The figures show 3,929 patients had to stay in hospital over the Christmas period last year, although they were medically fit for discharge – an increase from 1,995 such cases in 2010.

Experts said they fear the situation will be even worse next week, with hospitals already at 95 per cent capacity amid a shortage of home helps and care home places.

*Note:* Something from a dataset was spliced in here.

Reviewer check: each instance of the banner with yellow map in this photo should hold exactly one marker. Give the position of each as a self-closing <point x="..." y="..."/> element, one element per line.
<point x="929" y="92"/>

Caroline Abrahams, charity director at Age UK, said the figures showed “disastrous” failings in the social care system, which were stripping the elderly of independen­ce and health.

“Increasing numbers are being marooned in their hospital beds, losing muscle tone and risking infection when they are medically fit enough to leave, often because of acute shortages of social care, especially of the home visiting kind,” she said. “There is no doubt that some older people’s chances of a good recovery this Christmas are being totally undermined as a result.”

The figures, revealed by Labour, come from a “patient snapshot” which captures the numbers stuck in hospital without medical need on the last Thursday of each month.

This increased from 1,995 people on Dec 30 2010 to 3,929 on Dec 29 2016. The last time the snapshot fell directly on Christmas was 2015 when 3,155 spent Christmas Eve in hospital.